Let’s say you are creating a metric that is looking at multi-day events vs. single day events.

What defines a multi-day event.

Is it an event that lasts more than 24 hours or an event that spans more than 2 days or perhaps somewhere in between?

Pre-defining key concepts that your business uses daily is important because it is likely every business team will be using that term, KPI, and definition.

Meaning that if there isn’t a consistent definition across teams, you will likely see inconsistent reporting.

One team will say there were 100 multi-day trips while the other will say there were 90 multi-day trips.

I have seen this cause chaos in meetings. Suddenly, instead of focusing on the actual context and impact of some form of strategic change. Managers and directors are trying to discover the reason for the 10 trip difference.
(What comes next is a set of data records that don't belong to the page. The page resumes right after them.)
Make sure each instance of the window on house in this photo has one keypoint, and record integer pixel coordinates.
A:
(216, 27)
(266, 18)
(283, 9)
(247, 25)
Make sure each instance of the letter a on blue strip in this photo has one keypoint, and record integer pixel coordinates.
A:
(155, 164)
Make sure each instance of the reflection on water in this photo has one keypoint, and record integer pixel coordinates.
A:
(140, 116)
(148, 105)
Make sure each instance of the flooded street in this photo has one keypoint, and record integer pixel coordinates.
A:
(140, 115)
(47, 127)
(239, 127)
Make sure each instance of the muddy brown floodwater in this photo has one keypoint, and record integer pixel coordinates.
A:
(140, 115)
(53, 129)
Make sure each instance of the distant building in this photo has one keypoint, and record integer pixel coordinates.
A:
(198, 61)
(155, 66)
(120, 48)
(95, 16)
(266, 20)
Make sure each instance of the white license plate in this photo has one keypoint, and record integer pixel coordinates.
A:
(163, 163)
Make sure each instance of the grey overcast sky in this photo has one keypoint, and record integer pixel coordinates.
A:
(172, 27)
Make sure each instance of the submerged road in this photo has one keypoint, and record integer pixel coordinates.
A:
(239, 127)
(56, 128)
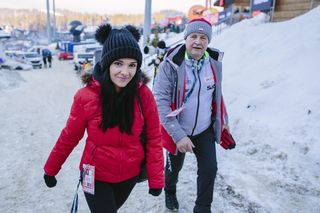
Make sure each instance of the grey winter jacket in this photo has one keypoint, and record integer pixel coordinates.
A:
(169, 89)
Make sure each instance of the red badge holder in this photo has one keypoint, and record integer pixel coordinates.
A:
(227, 141)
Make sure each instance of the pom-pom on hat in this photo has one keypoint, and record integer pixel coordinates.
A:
(118, 43)
(199, 25)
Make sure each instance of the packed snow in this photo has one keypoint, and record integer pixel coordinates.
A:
(272, 90)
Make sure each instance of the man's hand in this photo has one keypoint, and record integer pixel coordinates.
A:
(185, 145)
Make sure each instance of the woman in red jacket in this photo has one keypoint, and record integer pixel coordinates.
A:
(108, 108)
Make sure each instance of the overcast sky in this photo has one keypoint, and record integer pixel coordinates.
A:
(104, 6)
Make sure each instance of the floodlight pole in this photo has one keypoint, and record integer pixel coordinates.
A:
(147, 22)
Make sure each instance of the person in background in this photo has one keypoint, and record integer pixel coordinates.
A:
(108, 108)
(49, 59)
(44, 57)
(188, 94)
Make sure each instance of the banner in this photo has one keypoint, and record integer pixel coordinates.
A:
(262, 5)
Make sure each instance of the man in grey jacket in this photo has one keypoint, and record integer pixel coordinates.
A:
(188, 94)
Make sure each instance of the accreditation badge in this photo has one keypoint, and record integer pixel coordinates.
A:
(88, 178)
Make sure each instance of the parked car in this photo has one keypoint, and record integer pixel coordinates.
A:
(65, 56)
(12, 64)
(82, 58)
(32, 58)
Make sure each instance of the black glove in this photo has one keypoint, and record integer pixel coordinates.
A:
(51, 181)
(227, 141)
(155, 192)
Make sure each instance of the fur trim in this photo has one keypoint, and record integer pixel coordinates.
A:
(102, 33)
(134, 31)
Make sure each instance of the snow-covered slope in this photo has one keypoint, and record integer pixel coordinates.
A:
(270, 80)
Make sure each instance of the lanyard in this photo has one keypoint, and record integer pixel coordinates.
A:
(196, 67)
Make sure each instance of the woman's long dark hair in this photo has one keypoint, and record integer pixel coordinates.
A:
(118, 108)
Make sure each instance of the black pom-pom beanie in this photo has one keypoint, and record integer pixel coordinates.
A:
(117, 44)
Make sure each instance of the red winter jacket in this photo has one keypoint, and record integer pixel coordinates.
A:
(116, 156)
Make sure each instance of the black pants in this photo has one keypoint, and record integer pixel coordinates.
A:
(109, 197)
(205, 152)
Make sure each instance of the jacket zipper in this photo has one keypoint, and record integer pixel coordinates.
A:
(196, 121)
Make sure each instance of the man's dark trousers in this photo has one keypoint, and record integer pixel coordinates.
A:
(205, 152)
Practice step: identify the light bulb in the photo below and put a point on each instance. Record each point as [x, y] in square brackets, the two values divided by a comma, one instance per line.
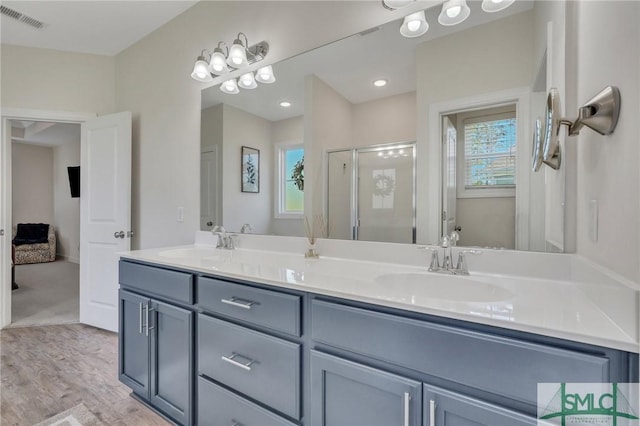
[413, 26]
[452, 12]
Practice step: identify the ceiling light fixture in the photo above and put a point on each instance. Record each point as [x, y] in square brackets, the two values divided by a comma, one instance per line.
[247, 81]
[414, 25]
[496, 5]
[230, 87]
[239, 56]
[265, 75]
[453, 12]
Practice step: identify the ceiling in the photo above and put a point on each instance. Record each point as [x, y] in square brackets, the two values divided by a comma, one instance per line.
[102, 27]
[350, 66]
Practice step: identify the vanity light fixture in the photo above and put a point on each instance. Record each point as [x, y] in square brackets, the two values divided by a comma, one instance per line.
[414, 25]
[396, 4]
[496, 5]
[201, 69]
[239, 56]
[453, 12]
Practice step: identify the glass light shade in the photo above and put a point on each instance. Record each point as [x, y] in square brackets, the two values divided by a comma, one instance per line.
[454, 12]
[496, 5]
[397, 4]
[230, 87]
[246, 81]
[414, 25]
[201, 70]
[218, 63]
[237, 55]
[265, 75]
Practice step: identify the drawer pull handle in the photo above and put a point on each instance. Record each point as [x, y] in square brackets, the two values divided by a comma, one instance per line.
[239, 303]
[432, 413]
[407, 399]
[140, 317]
[232, 360]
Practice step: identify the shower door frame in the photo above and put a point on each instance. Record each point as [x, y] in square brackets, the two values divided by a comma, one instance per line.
[354, 201]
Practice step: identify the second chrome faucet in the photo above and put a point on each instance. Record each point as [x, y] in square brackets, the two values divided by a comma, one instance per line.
[447, 243]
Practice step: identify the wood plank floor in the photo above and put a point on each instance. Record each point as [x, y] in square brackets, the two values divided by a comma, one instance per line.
[48, 369]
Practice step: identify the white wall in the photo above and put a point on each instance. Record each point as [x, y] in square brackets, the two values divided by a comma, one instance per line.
[166, 102]
[44, 79]
[322, 105]
[607, 166]
[386, 120]
[290, 130]
[489, 58]
[66, 210]
[243, 129]
[32, 195]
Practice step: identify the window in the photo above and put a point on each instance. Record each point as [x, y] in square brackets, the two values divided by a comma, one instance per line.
[290, 162]
[488, 163]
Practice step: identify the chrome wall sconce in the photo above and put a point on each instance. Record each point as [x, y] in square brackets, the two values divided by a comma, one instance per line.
[224, 60]
[600, 113]
[453, 12]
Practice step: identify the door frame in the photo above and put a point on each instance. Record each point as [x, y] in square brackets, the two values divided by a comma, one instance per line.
[521, 98]
[7, 115]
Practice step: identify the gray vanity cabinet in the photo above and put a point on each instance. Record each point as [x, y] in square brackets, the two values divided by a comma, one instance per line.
[156, 340]
[445, 408]
[134, 360]
[348, 393]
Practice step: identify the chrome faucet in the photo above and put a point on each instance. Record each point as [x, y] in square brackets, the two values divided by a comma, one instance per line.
[446, 267]
[224, 240]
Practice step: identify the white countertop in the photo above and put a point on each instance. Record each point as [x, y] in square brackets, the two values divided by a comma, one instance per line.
[552, 307]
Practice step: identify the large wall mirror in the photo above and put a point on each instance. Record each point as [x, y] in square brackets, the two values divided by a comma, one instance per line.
[459, 102]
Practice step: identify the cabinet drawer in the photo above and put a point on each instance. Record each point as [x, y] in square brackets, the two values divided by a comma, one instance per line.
[157, 281]
[503, 366]
[260, 366]
[218, 406]
[271, 309]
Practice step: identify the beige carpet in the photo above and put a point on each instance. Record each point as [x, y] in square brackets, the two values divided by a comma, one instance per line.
[75, 416]
[48, 294]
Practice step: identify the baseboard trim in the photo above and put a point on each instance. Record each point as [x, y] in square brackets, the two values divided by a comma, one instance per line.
[68, 258]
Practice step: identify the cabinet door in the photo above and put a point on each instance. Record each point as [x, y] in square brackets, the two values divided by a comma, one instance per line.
[445, 408]
[133, 354]
[347, 393]
[171, 360]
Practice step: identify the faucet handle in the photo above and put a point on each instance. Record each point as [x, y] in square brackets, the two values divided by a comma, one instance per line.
[434, 264]
[461, 267]
[230, 244]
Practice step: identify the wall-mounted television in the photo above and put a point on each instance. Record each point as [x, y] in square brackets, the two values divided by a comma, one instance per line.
[74, 180]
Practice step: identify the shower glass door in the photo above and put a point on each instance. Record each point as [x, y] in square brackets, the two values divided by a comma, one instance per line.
[371, 193]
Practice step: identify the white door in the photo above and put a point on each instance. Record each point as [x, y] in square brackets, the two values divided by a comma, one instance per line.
[105, 215]
[448, 176]
[208, 190]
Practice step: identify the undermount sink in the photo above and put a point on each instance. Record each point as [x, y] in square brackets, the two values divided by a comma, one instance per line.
[204, 253]
[445, 287]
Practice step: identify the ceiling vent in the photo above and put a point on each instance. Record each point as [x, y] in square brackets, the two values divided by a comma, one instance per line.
[21, 17]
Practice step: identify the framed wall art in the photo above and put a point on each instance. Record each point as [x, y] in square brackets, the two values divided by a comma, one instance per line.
[250, 168]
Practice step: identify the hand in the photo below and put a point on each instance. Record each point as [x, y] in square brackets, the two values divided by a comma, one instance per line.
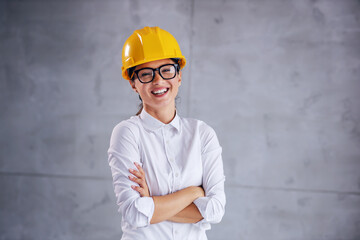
[139, 179]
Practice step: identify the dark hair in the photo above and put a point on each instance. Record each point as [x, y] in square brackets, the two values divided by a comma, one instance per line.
[131, 73]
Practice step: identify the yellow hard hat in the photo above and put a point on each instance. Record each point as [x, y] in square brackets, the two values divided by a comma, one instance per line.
[149, 44]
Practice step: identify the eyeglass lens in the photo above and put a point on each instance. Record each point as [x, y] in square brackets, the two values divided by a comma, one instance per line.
[165, 71]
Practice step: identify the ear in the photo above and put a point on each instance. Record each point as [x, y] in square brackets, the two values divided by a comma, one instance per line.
[132, 84]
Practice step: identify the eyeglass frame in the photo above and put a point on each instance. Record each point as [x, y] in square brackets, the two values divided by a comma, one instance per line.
[175, 65]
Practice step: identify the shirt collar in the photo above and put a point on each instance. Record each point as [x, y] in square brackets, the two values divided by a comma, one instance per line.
[153, 124]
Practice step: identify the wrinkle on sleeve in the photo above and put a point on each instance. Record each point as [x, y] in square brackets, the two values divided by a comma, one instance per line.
[212, 206]
[123, 152]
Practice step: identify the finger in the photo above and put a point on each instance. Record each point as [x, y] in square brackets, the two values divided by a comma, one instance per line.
[139, 190]
[141, 170]
[136, 180]
[136, 173]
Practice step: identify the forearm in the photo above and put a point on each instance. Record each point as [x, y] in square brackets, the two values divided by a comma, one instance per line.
[168, 206]
[190, 214]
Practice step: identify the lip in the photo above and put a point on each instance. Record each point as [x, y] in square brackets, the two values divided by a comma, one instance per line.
[157, 89]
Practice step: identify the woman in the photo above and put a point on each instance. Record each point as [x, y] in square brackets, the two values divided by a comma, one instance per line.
[167, 170]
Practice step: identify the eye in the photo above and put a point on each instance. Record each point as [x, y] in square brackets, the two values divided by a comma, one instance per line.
[145, 74]
[167, 69]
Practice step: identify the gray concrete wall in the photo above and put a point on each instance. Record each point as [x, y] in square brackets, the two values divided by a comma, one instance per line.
[278, 80]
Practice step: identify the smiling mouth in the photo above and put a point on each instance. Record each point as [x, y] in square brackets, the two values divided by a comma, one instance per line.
[160, 92]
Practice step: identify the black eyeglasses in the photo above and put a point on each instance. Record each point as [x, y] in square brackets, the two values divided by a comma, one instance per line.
[167, 72]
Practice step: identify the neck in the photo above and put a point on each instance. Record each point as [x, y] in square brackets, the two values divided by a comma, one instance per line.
[165, 114]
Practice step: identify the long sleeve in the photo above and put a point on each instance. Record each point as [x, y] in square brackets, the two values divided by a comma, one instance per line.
[212, 206]
[136, 211]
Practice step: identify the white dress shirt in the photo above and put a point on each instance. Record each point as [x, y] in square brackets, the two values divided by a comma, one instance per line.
[183, 153]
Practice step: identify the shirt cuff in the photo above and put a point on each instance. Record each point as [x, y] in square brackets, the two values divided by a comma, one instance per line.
[201, 204]
[146, 206]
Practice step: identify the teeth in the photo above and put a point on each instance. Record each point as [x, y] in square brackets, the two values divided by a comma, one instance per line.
[160, 91]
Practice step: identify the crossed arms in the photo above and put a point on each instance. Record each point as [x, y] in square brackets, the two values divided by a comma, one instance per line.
[175, 207]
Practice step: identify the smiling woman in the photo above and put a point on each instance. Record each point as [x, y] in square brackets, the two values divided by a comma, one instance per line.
[167, 171]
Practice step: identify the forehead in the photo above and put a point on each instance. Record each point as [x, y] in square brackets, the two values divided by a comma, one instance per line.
[154, 64]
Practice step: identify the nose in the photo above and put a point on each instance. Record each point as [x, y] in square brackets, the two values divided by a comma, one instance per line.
[157, 77]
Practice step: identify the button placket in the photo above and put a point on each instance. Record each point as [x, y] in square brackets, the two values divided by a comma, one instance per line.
[169, 156]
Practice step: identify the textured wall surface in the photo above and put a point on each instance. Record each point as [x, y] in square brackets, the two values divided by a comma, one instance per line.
[278, 80]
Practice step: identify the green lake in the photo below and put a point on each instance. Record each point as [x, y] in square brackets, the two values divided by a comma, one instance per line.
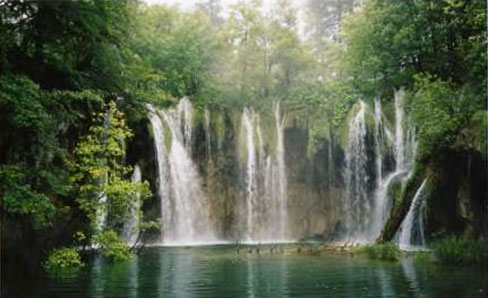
[219, 271]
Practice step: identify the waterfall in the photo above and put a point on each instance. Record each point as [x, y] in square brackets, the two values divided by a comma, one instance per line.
[411, 232]
[265, 180]
[357, 204]
[251, 185]
[131, 228]
[404, 150]
[161, 163]
[208, 134]
[281, 179]
[399, 137]
[381, 185]
[378, 123]
[184, 207]
[101, 212]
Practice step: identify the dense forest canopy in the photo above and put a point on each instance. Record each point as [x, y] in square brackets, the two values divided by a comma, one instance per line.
[68, 66]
Completely derailing any form of actual strategic purpose of the meeting and turning it into a waste of time as logic and people attempt to match numbers.

Similarly, another problem that occurs is with all the various integrating systems like Workday and Salesforce. Various fields can become unsynced.

For example, a company’s Salesforce instance might pull the job position once a week for employees from Workday. That great in terms of reducing manual intervention.

However, it poses a risk for reporting and having accurate information.

If a data analyst pulls from salesforce and assumes the data is always up to date. They could be wrong.

There are a lot of risks that occur by having a lack of clear definitions and clear sources of truth.

Solution #1 Implement a data governance strategy:

One great solution is setting up a data governance process.

Data governance is far from sexy.

It’s not data science or machine learning.

However, data governance is the process of managing the availability, usability, integrity, and security of the data in enterprise systems, based on internal data standards and policies that also control data usage. Effective data governance ensures that data is consistent and trustworthy and doesn’t get misused.

That last part in particular. Making sure the data is consistent and trustworthy.

Data governance, as its name, suggests, unavoidably adds more process and bureaucracy to moving data around.

Companies will set up data governance committees that work to ensure that the data that exists and is reported on is consistently the same.

Data in modern companies are often very integrated and automatically populates various third-party sources. I gave the example above of workday and Salesforce integrations.

Data governance helps define which fields should come from which sources so you don’t pull the same data from different sources causing a risk of data not matching.

Data governance is a human process.

Solution #2 Pick A Data Lineage Tool:

Other more automated processes can help your teams track data sources and how data goes from point a to point b.

For example, tools like TreeSchemaOctopai and Kylo automatically scrape your team’s various data sources to help better track metadata like who owns which table, what is the schema of your data and where did the data come from.

Not only do these tools help track where the data comes from, but it also helps track changes in the data and bad data practices.

For example, TreeSchema offers some features like alerting you when new data sources or fields are added. In a normal company, a new data object would be created but might not have any documentation for other users to know what that data is. If it does have documentation it might be in some shared folder or SharePoint site. Instead, with TreeSchema, you centralize your data documentation and get updates when there are holes in that documentation.

Having some method to track all your meta-data can help simplify and eliminate confusion about data as well as creating a more reliable core data layer.


Lack Of A Clear Data Strategy

One of the biggest challenges that most companies face is a lack of clear direction.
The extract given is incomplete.